Fabrication and Mechanical Characterization of Al 7075 Hybrid Metal Matrix Composite Reinforced with B4C and Coconut Shell Fly Ash via Powder Metallurgy

This study presents the fabrication and mechanical property evaluation of hybrid aluminum matrix composites (HAMC) using aluminum 7075 (Al7075) alloy reinforced with boron carbide (B4C) and coconut shell fly ash (CSFA). Al7075, widely used in aerospace applications due to its high strength-to-weight ratio, superior hardness, and excellent wear and corrosion resistance, requires further property enhancement to broaden its applicability.
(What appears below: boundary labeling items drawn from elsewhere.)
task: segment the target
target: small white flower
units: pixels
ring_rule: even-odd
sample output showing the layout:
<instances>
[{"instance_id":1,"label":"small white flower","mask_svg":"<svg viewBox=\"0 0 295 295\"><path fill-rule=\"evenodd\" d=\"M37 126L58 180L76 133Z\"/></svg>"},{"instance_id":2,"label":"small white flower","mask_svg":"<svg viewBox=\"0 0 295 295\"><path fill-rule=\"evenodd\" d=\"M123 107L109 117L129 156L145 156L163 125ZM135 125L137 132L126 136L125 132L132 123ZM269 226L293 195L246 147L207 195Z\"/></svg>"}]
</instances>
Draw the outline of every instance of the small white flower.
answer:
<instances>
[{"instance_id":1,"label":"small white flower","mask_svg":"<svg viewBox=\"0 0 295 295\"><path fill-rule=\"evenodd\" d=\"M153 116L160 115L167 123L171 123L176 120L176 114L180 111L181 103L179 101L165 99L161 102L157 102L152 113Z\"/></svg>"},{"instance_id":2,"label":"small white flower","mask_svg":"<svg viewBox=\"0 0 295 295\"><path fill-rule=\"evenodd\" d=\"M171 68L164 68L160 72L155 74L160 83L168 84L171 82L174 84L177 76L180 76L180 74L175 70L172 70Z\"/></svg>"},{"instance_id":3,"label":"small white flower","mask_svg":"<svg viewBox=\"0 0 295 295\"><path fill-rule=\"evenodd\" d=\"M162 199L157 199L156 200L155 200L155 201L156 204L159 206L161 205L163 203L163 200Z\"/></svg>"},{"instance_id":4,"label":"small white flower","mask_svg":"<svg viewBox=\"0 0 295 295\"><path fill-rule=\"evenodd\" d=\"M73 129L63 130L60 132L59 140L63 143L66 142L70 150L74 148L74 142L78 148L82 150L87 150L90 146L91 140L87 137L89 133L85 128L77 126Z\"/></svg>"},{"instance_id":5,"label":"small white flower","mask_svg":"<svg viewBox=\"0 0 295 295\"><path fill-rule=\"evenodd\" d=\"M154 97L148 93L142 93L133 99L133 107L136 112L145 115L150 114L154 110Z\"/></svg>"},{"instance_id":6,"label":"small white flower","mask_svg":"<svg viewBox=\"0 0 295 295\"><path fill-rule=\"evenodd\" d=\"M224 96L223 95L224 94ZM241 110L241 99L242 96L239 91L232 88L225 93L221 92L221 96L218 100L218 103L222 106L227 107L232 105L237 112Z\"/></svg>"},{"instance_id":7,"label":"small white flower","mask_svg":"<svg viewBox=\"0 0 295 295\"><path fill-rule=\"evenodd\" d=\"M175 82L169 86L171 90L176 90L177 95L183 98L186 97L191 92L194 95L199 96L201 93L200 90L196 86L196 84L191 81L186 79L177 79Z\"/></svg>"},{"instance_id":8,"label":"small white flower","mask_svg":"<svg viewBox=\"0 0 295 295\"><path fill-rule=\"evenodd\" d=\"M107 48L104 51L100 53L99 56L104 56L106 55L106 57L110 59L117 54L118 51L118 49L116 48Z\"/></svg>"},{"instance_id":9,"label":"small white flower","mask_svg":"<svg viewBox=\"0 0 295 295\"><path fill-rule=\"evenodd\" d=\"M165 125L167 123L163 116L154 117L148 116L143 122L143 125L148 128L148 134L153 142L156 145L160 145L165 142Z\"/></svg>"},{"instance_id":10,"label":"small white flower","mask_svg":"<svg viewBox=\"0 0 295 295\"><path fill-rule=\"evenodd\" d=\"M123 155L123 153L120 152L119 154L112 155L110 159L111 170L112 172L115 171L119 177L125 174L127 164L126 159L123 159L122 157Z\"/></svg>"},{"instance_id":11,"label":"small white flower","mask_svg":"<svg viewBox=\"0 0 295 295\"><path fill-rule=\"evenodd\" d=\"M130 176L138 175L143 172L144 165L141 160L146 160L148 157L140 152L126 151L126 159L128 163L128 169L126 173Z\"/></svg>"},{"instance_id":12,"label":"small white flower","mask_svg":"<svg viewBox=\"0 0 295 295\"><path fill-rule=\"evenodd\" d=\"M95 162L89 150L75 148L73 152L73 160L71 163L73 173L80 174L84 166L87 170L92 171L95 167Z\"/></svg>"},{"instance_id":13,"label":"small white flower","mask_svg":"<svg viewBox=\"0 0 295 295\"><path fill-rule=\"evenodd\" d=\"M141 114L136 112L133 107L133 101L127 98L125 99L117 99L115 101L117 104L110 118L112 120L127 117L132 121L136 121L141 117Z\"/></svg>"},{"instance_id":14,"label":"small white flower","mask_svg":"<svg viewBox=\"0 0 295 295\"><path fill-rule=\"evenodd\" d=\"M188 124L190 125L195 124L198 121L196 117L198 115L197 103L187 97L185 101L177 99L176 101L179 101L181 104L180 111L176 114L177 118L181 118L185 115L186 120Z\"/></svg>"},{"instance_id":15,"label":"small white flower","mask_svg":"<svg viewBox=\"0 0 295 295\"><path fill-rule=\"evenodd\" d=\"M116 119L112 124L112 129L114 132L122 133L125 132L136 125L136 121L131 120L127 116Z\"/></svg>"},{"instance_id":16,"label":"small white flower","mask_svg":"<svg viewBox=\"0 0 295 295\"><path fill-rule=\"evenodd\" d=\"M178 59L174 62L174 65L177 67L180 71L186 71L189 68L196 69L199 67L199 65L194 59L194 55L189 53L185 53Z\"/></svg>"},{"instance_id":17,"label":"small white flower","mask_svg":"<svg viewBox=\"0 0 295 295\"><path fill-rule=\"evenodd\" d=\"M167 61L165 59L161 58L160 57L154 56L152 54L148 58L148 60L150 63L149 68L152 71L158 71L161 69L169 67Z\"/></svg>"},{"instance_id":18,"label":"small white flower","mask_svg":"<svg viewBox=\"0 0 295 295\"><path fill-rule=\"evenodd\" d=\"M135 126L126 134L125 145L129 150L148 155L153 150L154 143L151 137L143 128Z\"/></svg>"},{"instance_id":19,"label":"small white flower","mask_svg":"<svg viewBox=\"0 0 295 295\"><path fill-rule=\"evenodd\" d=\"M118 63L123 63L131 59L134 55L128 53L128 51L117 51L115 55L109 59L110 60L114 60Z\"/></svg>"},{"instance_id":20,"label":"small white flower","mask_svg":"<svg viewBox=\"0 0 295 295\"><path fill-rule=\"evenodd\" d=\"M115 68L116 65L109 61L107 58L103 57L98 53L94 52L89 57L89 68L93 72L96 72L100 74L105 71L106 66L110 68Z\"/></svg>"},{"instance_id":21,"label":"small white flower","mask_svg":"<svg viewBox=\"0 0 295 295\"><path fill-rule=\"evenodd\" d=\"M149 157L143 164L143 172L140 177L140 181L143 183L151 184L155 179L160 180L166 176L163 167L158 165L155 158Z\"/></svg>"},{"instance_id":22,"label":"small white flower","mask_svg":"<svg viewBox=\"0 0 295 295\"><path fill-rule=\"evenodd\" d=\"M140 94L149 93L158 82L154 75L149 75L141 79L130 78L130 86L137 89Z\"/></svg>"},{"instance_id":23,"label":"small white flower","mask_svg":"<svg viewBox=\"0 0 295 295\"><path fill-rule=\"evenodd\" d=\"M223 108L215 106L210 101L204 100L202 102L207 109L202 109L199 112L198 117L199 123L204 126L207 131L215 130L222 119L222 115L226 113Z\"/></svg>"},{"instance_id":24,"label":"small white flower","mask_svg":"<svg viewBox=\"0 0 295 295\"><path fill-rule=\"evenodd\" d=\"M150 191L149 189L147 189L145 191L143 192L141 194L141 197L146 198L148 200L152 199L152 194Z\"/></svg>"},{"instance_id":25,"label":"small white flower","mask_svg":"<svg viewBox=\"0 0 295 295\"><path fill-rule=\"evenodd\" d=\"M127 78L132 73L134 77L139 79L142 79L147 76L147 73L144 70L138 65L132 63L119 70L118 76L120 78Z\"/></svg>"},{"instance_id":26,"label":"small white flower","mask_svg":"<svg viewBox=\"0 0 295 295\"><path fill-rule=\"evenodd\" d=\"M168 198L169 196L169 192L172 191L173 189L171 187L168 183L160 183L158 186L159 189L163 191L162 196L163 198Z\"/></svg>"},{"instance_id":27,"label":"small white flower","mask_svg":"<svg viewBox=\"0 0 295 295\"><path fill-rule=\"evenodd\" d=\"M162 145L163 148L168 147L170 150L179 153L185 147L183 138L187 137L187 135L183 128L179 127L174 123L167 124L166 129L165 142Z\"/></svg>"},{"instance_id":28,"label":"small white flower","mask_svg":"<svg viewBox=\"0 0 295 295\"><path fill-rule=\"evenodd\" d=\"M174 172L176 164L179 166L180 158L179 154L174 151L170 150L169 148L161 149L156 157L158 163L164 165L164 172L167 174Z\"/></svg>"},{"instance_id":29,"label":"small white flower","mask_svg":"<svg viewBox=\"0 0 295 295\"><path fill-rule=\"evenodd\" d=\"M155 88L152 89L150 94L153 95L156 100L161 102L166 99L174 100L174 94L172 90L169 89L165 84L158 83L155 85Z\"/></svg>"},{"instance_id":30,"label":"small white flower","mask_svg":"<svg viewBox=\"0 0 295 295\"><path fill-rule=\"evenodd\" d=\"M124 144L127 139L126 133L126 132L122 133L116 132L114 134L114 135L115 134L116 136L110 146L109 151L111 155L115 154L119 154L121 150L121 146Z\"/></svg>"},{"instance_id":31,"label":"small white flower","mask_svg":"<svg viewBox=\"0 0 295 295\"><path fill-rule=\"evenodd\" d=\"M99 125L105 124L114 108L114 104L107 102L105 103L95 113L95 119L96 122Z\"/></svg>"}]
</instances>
The HAMCs were fabricated via the powder metallurgy method, incorporating varying weight percentages of B4C (0%, 3%, 6%, 9%, and 12%) and a fixed 3% CSFA. Mechanical property analysis revealed that hardness increased by 33% with 12% B4C and 3% CSFA reinforcements. Tensile strength improved by 66% with 9% B4C and 3% CSFA but decreased with further reinforcement addition. Elongation showed a decline as reinforcement content increased. Impact energy peaked at 2.3 J with 9% B4C and 3% CSFA, reducing with higher reinforcement levels. Optical micrographs confirmed the homogeneous distribution of B4C and CSFA particles in the Al7075 matrix, contributing significantly to the enhancement of hardness, tensile strength, and impact strength. This study demonstrates the potential of hybrid reinforcements in improving the mechanical properties of Al7075 composites for advanced applications.